In 1968, Mark Strand wrote of his own death:

 

“Now I lie in the box

of my making while the weather

builds and the mourners shake their heads as if

to write or to die, I did not have to do either.”

 

Presumably, he felt comfortable prophesying his demise because — as his melancholy and lyric poems often reminded us — it was the only thing that was truly sure to come. Though that poem, titled “My Death,” said that he would meet his end in his birthplace of Prince Edward Island, the former poet laureate died in Brooklyn early Saturday morning. He was 80.

That afternoon, I sat at a kitchen table in my mother’s apartment in Manhattan. She told me that she needed something by a living poet to read aloud at her weekly poetry workshop. I told her I had just the poet in mind. I walked over to the bookshelf and retrieved my copy of Almost Invisible, which I had purchased after attending Mark Strand’s reading at Yale earlier in the month. For the next thirty minutes or so, I flipped through the pages and read to her the poems that I thought she would most enjoy. In the end, she chose ‘The Banker in the Brothel of Blind Women,” the first poem in the book.

It wasn’t for another hour that I learned of the situation’s tragic irony. I heard about Strand’s death the same way I hear of most current events these days: social media. I was shocked at first. Like so many of his poems, the circumstances surrounding his death were truly surreal. Listening to him captivate a room with his wit and poise just over two weeks ago, there was no way I would have believed that I was hearing a man in the final days of his life. He did not let his age or his cancer stop him from being an incredibly engaging speaker.

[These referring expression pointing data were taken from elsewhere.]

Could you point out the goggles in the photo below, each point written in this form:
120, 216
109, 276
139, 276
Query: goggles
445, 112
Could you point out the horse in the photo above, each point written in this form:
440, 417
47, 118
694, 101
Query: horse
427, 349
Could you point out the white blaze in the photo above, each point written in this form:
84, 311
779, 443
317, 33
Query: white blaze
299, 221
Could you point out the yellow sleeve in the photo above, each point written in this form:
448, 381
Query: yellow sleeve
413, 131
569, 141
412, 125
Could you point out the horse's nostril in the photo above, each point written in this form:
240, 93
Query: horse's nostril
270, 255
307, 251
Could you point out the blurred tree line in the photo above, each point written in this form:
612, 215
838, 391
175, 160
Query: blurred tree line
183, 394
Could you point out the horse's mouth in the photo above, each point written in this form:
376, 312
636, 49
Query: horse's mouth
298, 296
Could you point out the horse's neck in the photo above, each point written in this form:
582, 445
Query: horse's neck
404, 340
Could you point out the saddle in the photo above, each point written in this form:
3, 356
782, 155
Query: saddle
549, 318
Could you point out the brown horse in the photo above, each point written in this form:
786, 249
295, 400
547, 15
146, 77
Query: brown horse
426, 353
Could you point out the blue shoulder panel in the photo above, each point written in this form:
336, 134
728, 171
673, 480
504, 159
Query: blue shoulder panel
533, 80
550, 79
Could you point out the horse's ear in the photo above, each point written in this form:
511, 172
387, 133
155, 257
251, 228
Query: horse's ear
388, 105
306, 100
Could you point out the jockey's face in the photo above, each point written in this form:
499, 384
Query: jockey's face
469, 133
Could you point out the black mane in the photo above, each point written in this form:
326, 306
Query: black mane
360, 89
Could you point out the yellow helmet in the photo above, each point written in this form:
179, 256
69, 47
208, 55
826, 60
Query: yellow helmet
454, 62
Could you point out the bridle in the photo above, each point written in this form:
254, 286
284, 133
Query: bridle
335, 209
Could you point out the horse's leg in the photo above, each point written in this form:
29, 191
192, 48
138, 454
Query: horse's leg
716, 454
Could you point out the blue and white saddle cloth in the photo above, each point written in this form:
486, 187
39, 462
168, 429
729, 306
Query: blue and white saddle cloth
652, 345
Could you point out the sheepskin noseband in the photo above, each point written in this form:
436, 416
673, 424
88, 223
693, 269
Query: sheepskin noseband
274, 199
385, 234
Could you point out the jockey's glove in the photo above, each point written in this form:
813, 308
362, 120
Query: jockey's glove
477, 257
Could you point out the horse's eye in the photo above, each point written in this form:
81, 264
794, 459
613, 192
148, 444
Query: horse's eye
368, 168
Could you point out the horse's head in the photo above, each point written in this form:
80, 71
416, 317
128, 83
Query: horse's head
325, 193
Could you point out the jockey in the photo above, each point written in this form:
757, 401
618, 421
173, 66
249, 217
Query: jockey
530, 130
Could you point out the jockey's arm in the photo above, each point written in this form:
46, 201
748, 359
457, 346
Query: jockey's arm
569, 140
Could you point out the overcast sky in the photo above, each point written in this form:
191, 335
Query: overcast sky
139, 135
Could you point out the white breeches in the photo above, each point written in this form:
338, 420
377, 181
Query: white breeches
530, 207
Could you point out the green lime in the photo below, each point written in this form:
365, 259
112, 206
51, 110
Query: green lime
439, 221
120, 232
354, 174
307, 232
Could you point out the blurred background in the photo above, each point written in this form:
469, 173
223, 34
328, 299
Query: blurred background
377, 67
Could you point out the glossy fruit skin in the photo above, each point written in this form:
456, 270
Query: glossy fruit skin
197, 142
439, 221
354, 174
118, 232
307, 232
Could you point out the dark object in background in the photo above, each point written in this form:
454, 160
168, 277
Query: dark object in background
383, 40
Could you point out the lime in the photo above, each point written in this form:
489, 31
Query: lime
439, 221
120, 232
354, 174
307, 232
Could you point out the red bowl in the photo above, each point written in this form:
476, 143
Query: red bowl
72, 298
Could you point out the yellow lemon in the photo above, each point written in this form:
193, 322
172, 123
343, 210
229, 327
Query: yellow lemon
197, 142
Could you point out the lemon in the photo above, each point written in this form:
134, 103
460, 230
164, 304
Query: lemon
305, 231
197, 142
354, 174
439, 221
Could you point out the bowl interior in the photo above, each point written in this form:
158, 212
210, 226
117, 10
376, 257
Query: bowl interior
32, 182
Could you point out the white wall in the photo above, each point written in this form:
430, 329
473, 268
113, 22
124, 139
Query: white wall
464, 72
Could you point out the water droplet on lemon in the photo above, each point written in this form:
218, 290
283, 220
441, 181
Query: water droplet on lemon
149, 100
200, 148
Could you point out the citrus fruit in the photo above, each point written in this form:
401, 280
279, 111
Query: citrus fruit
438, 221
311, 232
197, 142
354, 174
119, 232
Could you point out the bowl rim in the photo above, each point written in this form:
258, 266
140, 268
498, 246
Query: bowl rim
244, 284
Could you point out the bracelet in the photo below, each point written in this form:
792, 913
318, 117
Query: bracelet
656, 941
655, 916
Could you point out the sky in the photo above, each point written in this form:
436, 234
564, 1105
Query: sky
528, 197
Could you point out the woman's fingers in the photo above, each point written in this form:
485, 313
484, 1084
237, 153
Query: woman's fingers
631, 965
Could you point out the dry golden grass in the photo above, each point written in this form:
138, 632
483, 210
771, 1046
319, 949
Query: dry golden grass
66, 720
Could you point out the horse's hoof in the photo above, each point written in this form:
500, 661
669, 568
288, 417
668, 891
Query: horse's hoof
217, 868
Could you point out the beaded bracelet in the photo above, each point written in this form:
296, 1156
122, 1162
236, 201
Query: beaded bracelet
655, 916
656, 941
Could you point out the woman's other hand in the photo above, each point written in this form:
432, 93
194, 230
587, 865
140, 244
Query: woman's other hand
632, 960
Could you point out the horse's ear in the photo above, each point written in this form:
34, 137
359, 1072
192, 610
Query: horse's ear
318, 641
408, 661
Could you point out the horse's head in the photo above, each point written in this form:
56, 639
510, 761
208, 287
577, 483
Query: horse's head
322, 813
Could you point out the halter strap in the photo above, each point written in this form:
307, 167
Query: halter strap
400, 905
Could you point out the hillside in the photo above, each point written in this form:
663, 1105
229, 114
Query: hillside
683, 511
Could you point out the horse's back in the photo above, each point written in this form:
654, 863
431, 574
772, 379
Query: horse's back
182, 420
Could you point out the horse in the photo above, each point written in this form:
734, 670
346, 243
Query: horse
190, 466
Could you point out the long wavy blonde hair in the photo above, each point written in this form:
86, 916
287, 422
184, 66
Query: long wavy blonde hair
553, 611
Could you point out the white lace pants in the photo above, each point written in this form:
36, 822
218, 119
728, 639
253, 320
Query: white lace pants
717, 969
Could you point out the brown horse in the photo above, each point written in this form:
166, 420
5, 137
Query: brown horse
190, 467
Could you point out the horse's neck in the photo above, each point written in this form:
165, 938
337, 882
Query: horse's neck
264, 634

It is a huge loss to the literary world that Mark Strand will never write again. But he leaves us with an enormous body of work, which will serve as inspiration for generations of poets to come. His legacy will live on in the images of mortality, alienation and uncertainty he created. As he wrote in his poem “In the Afterlife,” “When no one remembers, what is there? You, whose moments are gone, who drift like smoke in the afterlife, tell me something, tell me anything.” Indeed, Strand’s beautifully crafted scenes will never stop telling us about the subtle emotion behind our every encounter, and the poetry that surrounds us all the time.